I'm a middle manager working with a team of my own staff and my own contractors on a high value client project.
The contractor who is in the project manager role is a nice guy. I hired him a few Months ago, but he doesn't have enough drive or proactivity that you'd expect, a bit too nice for the job, but 20+ year CV was good and talked a good game so hasn't been an issue really - unfortunately our work now truly has started to ramp up and we are facing really tight deadlines that cannot move (literally, it's akin to say, a bridge needing to open or a hotel admitting its first guests or a wedding venue revamp). Unless there's a legal blocker, we MUST hit deadlines, reducing scope or quality if needed.
A senior client staff member, who hire6d my firm, has had a word with me (I'm not senior management but I know him so I think he felt most comfortable flagging this to me) to say he's not happy with our PM. He is "not on top of things", "Seems all over the place" and upon reporting this to my own mostly absent manager, I've been given the task of replacing him. I know how to get HR help for a staff member who's not performing (performance plans. Objectives. Out if not met.

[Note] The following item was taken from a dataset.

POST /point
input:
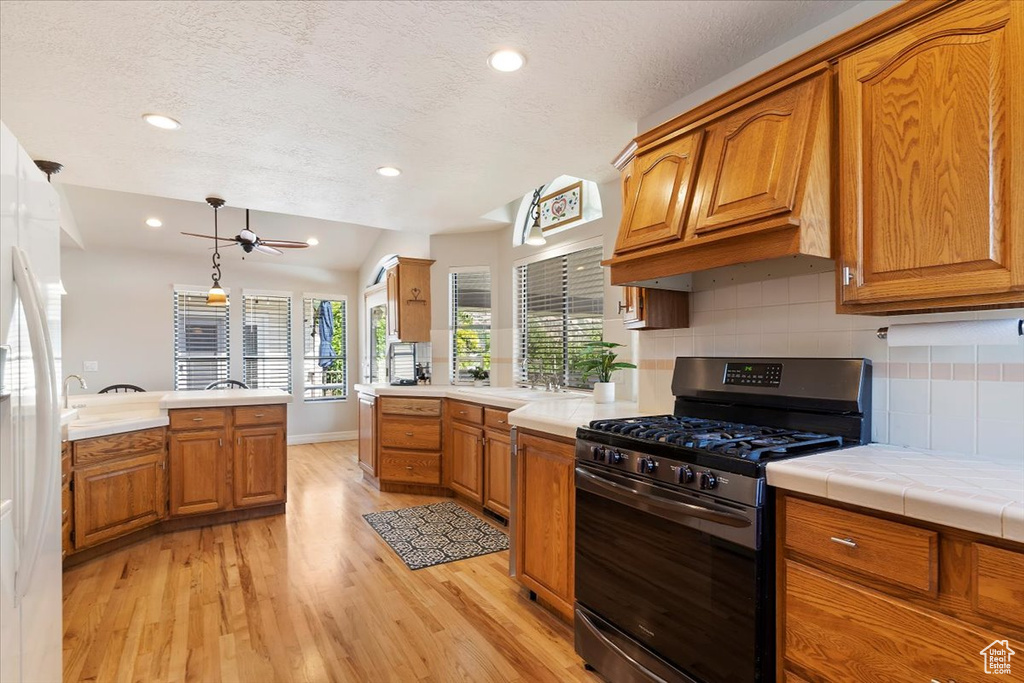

Ensure no discrimination etc) but literally never dealt with a contractor who's being replaced.
I can deal with hiring a replacement but no idea how it works normally for handovers, telling the poor guy. Etc. (What's worst here is Nice PM has no idea of what's coming, and I already know he's been struggling over lockdowns with an ill family member, which I've been (unusually) accomodating at working around, to significant cost to myself.)
I've asked for advice on how to do the transition but my manager basically said "don't care, get him replaced and gone". We can dismiss contractors without notice and they surrender laptops immediately etc. Although this would make my few weeks a painful time due to no handover.
If you were me, how would you do this? Tell him and get rid on the spot? Warn him, ask him to work 2 weeks notice? Bring in his replacement quietly as "support" then get rid of Nice PM after 2 weeks shadowing?
I realize my company has a fairly ruthless way of dealing with this if I seek HR input but I'm also aware we don't treat people as humans in many cases. I'm sure what the best strategy here at all, since it's easy for my manager to tell me to get rid when it's not him being the messager!